Now, I don’t want to be a jerk; I’m sure his intentions were to just send something nice to everybody he knows. There is nothing really wrong with that.
But am I really a jerk for finding a mass electronic Valentine’s greeting from someone I hardly know with the words, “I picked this out just for you!” kind of strange and a little tragic?
This is what annoys me about social media. Before, I heard much less from a lot of people. Now I hear a lot more from them. And sometimes – not just occasionally, but enough to keep me participating – it’s really nice and I enjoy it.

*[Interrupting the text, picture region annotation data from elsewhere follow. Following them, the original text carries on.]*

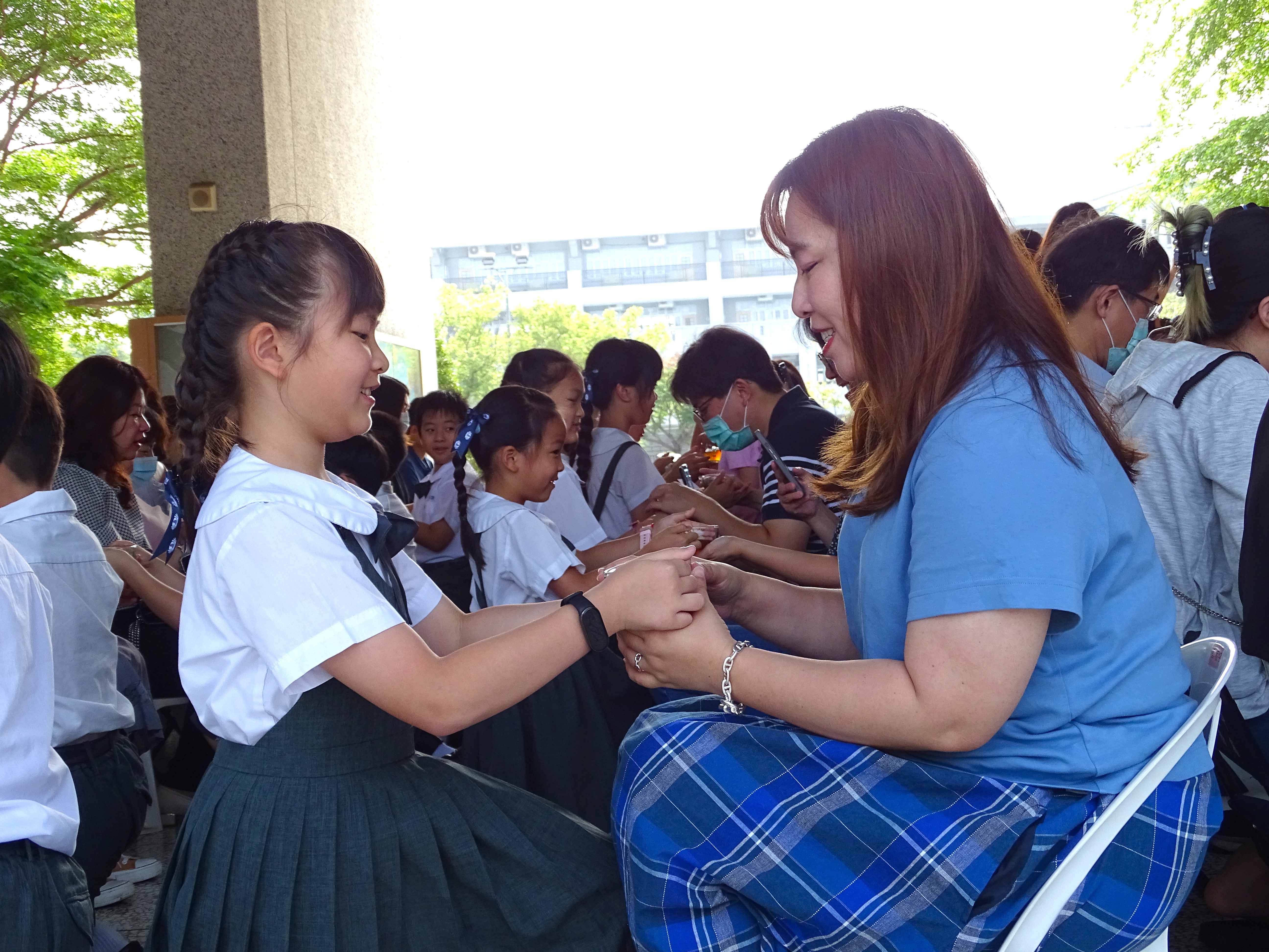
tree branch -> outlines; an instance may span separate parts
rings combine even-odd
[[[115,298],[122,294],[128,288],[140,284],[150,277],[150,272],[136,275],[131,281],[126,281],[123,284],[117,287],[109,294],[96,294],[95,297],[72,297],[66,301],[67,307],[128,307],[131,305],[140,305],[141,301],[115,301]]]

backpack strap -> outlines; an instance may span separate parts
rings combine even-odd
[[[633,439],[629,443],[622,443],[617,447],[617,452],[613,453],[613,458],[608,461],[608,468],[604,470],[604,479],[599,484],[599,493],[595,494],[595,501],[590,506],[590,512],[595,514],[596,519],[604,512],[604,503],[608,501],[608,490],[613,487],[613,477],[617,476],[617,463],[622,461],[626,451],[632,446],[634,446]]]
[[[1256,358],[1255,358],[1255,357],[1253,357],[1251,354],[1249,354],[1249,353],[1247,353],[1247,352],[1245,352],[1245,350],[1228,350],[1228,352],[1226,352],[1226,353],[1221,354],[1221,355],[1220,355],[1220,357],[1217,357],[1217,358],[1216,358],[1214,360],[1212,360],[1212,362],[1211,362],[1211,363],[1209,363],[1209,364],[1208,364],[1207,367],[1204,367],[1204,368],[1203,368],[1202,371],[1199,371],[1199,372],[1198,372],[1198,373],[1195,373],[1195,374],[1194,374],[1193,377],[1190,377],[1190,378],[1189,378],[1188,381],[1185,381],[1184,383],[1181,383],[1181,387],[1180,387],[1180,390],[1178,390],[1178,391],[1176,391],[1176,396],[1175,396],[1175,397],[1173,397],[1173,406],[1175,406],[1175,407],[1176,407],[1178,410],[1180,410],[1180,409],[1181,409],[1181,400],[1184,400],[1184,399],[1185,399],[1185,396],[1187,396],[1187,395],[1188,395],[1188,393],[1189,393],[1189,392],[1190,392],[1192,390],[1194,390],[1194,387],[1197,387],[1197,386],[1198,386],[1199,383],[1202,383],[1202,382],[1203,382],[1203,380],[1204,380],[1204,378],[1206,378],[1206,377],[1207,377],[1207,376],[1208,376],[1208,374],[1209,374],[1209,373],[1211,373],[1212,371],[1214,371],[1214,369],[1216,369],[1217,367],[1220,367],[1220,366],[1221,366],[1222,363],[1225,363],[1226,360],[1228,360],[1228,359],[1230,359],[1231,357],[1246,357],[1246,358],[1247,358],[1247,359],[1250,359],[1250,360],[1256,360]],[[1260,363],[1260,362],[1259,362],[1259,360],[1256,360],[1256,363]]]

It’s just the noise level of dumb stuff that makes me always wonder if there’s a downside to this. Getting a random greeting from a casual contact is fine; otherwise, I’d have heard nothing at all from him and never thought about it. But I wonder how many people I might actually have that real conversation with a couple of times a year are becoming people I see an endless stream of Facebook updates from but will never actually talk to in any meaningful way.
That bothers me.
There’s nothing about these social media contacts that prevents more real interactions. It’s just that with a constant stream of low-grade “updates” and “statuses,” the need for contact gets satisfied for a short time, and the will to make an effort for real interactions fades a bit. And so I worry that we’re anaesthetizing ourselves to one another.
And then there’s the other part: I got a special Valentine’s greeting from someone… but, I am reasonably sure that in the process of sending it, my name never even crossed his mind. I was just another entry in an address book automatically getting sent a picture by some Facebook application.
So maybe I’m a jerk and can’t appreciate a nice greeting, but frankly, it just feels like a dose of alienation.
Perhaps I just need to move to a mountain and start writing letters with a fountain pen while listening to the Victrola. But this brave new world of technologically-mediated social interactions feels increasingly like a rather lonely place.